Il en ressort donc que le principe de l’effet immédiat de la norme juridique constitutionnelle et l’absence de mention expresse incluant le mandat en cours dans le champ de compétence de la nouvelle Constitution, fondent juridiquement l’éligibilité de Monsieur Alassane OUATTARA pour un autre mandat présidentiel. Sa candidature n’est pas, en l’état actuel du droit positif, entachée d’inconstitutionnalité. Il peut être candidat pour un premier mandat sous la nouvelle République instaurée par lanouvelle Constitution du 08 novembre 2016.

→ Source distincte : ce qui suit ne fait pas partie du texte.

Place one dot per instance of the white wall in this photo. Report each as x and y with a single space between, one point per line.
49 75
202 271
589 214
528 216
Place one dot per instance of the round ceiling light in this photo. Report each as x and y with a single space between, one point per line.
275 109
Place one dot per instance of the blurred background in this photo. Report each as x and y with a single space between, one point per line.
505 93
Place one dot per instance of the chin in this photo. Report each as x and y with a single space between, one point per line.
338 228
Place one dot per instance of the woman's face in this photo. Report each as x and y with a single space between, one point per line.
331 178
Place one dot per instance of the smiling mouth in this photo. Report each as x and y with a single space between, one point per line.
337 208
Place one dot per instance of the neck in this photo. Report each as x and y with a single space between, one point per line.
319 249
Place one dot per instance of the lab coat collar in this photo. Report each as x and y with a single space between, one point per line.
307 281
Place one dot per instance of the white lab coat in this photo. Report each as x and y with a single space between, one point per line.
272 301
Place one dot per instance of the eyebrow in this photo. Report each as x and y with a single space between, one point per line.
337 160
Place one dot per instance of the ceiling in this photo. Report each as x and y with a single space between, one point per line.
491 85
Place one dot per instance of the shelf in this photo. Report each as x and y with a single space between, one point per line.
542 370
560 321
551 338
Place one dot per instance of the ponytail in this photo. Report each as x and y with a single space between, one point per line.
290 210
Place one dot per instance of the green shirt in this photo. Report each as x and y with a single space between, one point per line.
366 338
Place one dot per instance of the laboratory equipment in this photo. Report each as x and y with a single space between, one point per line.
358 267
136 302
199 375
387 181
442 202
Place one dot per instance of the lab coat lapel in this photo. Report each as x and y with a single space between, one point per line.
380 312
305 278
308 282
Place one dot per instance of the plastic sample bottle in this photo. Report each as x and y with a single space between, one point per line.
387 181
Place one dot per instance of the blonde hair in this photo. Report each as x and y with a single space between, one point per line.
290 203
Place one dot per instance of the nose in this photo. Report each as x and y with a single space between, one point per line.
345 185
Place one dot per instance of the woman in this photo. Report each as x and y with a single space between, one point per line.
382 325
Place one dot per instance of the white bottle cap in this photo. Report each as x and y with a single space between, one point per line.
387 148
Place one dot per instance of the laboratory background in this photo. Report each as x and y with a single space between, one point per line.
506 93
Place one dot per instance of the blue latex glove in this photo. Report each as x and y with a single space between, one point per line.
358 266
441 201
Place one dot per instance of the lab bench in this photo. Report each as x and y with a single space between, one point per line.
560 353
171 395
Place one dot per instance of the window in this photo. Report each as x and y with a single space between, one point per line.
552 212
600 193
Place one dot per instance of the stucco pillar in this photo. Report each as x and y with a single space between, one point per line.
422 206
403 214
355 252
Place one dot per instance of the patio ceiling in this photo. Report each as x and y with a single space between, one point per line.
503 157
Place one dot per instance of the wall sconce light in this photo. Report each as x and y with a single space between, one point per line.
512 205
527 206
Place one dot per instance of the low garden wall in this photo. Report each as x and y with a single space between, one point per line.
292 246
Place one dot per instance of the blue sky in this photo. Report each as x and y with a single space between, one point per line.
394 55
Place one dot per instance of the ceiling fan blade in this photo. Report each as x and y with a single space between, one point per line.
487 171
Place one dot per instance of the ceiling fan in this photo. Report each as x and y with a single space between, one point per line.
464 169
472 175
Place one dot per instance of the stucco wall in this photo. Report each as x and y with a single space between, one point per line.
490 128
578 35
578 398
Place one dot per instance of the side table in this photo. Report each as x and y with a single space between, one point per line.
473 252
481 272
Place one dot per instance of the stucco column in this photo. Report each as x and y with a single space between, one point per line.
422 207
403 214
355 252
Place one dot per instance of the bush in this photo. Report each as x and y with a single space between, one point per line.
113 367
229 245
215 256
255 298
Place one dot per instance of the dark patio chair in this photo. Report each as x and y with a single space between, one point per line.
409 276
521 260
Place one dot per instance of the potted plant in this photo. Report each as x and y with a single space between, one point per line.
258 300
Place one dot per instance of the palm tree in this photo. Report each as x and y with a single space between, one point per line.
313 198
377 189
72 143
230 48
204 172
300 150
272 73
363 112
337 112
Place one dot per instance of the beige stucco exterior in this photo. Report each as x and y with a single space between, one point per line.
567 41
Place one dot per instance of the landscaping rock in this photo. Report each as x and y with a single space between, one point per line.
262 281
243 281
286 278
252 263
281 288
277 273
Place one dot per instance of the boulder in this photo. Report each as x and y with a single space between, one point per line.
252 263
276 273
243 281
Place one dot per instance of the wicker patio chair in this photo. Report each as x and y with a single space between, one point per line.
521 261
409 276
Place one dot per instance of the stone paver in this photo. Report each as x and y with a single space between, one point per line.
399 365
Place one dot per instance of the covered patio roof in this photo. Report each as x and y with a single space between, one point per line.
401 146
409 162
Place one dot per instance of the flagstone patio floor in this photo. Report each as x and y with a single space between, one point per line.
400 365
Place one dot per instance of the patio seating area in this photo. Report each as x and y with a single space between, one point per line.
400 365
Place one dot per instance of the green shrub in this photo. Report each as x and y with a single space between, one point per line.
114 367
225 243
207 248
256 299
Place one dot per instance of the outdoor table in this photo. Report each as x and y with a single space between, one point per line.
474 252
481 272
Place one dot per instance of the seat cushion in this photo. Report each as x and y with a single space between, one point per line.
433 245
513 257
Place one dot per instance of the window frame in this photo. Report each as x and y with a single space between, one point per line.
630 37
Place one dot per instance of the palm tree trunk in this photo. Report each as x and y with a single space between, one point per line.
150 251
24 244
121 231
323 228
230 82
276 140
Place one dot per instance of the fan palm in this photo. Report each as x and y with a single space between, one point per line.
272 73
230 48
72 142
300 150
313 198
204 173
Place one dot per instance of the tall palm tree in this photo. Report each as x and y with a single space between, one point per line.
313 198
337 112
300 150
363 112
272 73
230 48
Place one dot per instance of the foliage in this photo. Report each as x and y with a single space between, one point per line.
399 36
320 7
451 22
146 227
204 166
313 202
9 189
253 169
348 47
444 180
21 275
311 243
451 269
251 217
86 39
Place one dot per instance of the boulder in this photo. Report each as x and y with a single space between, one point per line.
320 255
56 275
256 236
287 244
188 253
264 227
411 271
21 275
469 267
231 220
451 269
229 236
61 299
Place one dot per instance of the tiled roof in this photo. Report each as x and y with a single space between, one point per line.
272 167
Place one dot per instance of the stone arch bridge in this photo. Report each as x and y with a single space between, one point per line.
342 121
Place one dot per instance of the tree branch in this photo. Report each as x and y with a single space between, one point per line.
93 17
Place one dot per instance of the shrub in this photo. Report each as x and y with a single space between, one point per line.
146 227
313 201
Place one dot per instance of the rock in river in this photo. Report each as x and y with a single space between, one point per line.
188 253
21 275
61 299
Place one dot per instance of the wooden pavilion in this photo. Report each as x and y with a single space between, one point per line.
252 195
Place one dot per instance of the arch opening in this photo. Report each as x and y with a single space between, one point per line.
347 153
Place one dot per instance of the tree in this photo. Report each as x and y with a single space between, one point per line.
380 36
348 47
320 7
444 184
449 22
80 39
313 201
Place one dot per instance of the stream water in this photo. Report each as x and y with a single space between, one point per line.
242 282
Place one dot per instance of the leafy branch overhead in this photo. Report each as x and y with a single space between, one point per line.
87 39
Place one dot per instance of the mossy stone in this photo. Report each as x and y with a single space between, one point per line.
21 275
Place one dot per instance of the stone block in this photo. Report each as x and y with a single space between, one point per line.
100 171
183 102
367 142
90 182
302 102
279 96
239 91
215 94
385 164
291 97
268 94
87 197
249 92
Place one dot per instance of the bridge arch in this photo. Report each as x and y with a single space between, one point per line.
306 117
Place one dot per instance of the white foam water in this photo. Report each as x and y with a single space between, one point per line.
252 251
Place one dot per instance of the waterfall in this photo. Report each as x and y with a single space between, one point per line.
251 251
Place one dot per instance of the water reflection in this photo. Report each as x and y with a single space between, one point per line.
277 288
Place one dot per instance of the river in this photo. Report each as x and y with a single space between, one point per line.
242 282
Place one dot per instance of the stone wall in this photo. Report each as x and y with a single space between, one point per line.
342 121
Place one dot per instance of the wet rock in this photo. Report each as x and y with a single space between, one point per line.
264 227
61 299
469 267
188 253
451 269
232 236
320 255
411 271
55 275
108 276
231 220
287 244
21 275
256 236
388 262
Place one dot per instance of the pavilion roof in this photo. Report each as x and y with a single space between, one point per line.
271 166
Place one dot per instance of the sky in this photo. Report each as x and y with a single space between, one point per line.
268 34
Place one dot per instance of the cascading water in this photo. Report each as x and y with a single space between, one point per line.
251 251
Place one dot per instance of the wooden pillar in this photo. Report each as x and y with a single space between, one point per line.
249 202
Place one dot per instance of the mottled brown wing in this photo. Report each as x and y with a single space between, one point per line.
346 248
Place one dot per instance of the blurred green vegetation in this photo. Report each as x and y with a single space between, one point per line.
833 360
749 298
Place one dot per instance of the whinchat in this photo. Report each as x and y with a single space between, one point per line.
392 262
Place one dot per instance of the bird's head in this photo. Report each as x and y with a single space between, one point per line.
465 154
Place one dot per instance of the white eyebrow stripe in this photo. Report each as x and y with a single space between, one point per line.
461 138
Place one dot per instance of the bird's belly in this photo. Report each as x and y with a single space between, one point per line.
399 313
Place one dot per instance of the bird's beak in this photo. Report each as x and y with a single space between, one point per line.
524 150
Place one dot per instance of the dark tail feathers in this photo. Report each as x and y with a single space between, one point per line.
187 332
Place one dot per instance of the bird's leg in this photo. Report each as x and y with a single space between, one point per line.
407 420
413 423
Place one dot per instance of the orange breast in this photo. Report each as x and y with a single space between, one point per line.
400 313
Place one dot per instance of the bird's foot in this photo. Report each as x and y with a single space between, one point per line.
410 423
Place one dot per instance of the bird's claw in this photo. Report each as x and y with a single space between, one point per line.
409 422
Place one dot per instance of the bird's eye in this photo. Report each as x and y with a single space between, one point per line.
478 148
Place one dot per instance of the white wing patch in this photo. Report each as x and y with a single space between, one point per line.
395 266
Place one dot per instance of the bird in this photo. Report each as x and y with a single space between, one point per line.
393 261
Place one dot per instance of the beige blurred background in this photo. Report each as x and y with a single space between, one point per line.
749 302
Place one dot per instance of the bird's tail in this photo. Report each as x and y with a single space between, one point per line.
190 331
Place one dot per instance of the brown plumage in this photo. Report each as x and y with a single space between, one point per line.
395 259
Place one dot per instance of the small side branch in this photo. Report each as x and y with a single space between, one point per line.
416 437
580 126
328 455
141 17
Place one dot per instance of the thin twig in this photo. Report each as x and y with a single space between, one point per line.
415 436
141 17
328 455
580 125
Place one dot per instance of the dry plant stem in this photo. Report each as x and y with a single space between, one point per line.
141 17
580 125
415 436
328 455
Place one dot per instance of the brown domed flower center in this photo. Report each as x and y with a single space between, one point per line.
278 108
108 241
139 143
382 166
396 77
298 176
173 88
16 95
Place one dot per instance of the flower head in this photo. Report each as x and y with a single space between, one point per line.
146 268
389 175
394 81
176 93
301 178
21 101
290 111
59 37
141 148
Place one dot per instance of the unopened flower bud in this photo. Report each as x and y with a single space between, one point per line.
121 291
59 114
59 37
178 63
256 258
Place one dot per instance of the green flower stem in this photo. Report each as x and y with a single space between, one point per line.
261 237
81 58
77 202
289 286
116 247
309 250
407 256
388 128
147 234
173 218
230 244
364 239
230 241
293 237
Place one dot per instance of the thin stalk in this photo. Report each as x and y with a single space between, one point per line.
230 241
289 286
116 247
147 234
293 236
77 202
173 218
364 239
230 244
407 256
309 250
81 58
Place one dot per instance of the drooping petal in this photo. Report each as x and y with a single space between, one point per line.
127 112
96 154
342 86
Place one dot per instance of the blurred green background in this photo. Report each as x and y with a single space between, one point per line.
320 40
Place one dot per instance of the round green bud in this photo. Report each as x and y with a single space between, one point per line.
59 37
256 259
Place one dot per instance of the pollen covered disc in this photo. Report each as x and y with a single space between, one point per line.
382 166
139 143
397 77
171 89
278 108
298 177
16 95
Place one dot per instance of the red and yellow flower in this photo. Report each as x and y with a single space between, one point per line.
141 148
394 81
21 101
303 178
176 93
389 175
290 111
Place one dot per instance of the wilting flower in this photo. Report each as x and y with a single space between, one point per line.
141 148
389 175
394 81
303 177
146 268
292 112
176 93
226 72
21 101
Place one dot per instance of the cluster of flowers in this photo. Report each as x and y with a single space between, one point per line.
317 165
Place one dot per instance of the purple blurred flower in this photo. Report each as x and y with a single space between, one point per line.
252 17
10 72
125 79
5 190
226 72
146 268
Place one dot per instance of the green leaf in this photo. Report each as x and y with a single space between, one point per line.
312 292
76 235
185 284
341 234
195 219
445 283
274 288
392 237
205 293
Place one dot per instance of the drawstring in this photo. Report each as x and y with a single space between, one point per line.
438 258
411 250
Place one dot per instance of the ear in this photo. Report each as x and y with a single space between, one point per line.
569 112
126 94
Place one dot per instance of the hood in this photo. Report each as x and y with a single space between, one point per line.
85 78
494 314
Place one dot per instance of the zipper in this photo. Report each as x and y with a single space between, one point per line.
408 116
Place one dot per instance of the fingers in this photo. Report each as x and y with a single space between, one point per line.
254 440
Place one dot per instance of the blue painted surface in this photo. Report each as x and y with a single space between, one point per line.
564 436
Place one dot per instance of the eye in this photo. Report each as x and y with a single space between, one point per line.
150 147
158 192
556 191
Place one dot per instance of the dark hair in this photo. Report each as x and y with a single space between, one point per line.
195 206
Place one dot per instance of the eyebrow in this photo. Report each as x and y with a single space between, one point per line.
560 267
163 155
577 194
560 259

B- Le fondement jurisprudentiel
La jurisprudence constitutionnelle peut servir de fondement à la question de l’éligibilité du Président de la République. Au Sénégal, après l’élection de Monsieur Abdoulaye WADE le 29 mars 2000, investi le 1er août 2000, une nouvelle Constitution est adoptée par référendum le 7 janvier 2001. Maître Abdoulaye WADE achève son mandat de sept ans et est réélu en 2007 pour un quinquennat, conformément à la nouvelle Constitution 2001.Ainsi, l’élection de Monsieur Abdoulaye WADE a eu lieu le 29 mars 2000 sous la Constitution de 1963 et il a été réélu le 25 février 2007 sous la Constitution de 2001.
Dans le cadre de l’élection présidentielle du 26 février 2012, dix (10) candidats à cette élection ont, par requête, demandé au juge constitutionnel l’annulation de la candidature de Monsieur Abdoulaye WADE retenue sur la liste publiée le 27 janvier 2012 par le Conseil constitutionnel, au motif tiré de son inéligibilité au regard de la Constitution de 2001. Selon eux, il serait à son troisième mandat alors que l’article 27 de la Constitution sénégalaise de 2001 limite le nombre de mandats du Président de la République à deux.
Suite à cette requête, le Conseil Constitutionnel a, dans sa décision N° 3 à 10/E/12 et 12 à 14/E/12 DU 29 JANVIER 2012, déclaré non fondées les requêtes tendant à annuler la candidature du Monsieur Abdoulaye WADE pour inconstitutionnalité. Le juge constitutionnel sénégalais a considéré « que le Président de la République, sous la Constitution de 2001, effectue un premier mandat durant la période 2007/2012 ; qu’il est donc en droit de se présenter à l’élection du 26 février 2012 », pour un second mandat. Pour le Conseil Constitutionnel, « sauf mention expresse, la limitation du mandat du Président de la République à un seul renouvellement ne peut concerner, sans incohérence, le mandat exercé sous l’ancienne Constitution ».
Au regard de cette position jurisprudentielle sénégalaise, le Président de la République en exercice, Alassane OUATTARA, étant dans une situation juridique identique, est éligible pour un premier mandat durant la période 2020/ 2025. Il est donc en droit de se présenter à l’élection présidentielle du 31 octobre 2020.